Take It Or Leave It?

With the Sheffield Hallam constituency in the news, consider that there are many very wealthy parts of the North of England, that there are numerous thoroughly middle-class people here (who have regional accents, which are far less class-indicative in the North than they are in the South), and that there are even quite a few private schools.

If Oxford and Cambridge are biased in favour of the South when it comes to undergraduate admissions, then that is not a class thing. It is across all classes in the South, and across all political persuasions there, that people are bombastically proud of never having been to the North, of being unable to understand what Northerners are saying, and so forth. A huge annual event here, famous throughout the world except in its own country, attracted two hundred thousand people to hear Jeremy Corbyn this July. It was barely reported.

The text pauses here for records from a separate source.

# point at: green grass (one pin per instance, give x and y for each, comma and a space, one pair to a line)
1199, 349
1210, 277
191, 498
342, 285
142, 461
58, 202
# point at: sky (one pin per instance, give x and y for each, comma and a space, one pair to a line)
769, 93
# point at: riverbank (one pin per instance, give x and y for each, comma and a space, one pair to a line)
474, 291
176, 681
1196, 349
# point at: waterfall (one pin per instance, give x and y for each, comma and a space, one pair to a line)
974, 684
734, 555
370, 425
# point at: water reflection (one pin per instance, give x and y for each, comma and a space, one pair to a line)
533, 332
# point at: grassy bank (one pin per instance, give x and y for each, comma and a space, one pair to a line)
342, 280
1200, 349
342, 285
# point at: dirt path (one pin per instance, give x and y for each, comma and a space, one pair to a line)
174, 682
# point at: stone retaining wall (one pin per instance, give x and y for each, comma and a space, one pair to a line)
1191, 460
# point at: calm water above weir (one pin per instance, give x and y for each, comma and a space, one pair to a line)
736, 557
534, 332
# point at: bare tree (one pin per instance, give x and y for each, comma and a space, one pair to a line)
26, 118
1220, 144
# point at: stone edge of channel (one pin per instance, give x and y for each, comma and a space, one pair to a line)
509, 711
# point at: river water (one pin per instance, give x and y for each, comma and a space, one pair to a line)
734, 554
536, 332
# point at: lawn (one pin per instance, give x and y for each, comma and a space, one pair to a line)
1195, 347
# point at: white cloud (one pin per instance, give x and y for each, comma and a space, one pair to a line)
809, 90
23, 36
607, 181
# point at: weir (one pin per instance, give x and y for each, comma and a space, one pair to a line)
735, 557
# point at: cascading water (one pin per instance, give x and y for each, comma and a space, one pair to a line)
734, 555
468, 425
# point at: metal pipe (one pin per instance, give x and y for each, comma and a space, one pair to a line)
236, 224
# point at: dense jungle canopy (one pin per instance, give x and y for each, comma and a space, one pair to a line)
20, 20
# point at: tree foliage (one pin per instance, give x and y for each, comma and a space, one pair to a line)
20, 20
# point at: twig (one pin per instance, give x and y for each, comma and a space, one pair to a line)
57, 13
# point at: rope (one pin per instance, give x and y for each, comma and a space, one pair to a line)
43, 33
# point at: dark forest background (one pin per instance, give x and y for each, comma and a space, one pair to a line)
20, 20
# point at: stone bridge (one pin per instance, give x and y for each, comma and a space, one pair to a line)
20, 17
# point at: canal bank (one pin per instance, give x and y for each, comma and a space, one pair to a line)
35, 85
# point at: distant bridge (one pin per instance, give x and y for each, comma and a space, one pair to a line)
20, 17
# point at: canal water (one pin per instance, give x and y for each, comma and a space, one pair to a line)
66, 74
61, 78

Very similarly, the second and lower rungs of New Labour came from the post-War New Class, so that by the 1990s they were often second generation university graduates with second generation professional jobs. But they came from places where politics simply meant the local squirarchy and its more or less deluded hangers on. "The Tory candidate for anything always wins here, and always comes from the members or the entourage of one of the right families," they were told. "Take it or leave it." They couldn't take it, so they left it.

At least since the War, they are the only category of people, rather than purely individual cases, to have moved from the South to the North in order to have a career. But they do not like the North, which they had been brought up to regard as a joke and where, if they had grown up here, then it highly unlikely that they would ever have joined the Labour Party. In fact, if they had grown up here and if they had wanted to go into politics, then they would have gone South for the purpose.

It is, however, a different question how far they would ever have got. The evisceration of the trade unions and of local government meant that it was easy for such candidates to be imposed on Labour areas. In Conservative areas, however, "The Tory candidate for anything always wins here, and always comes from the members or the entourage of one of the right families. Take it or leave it."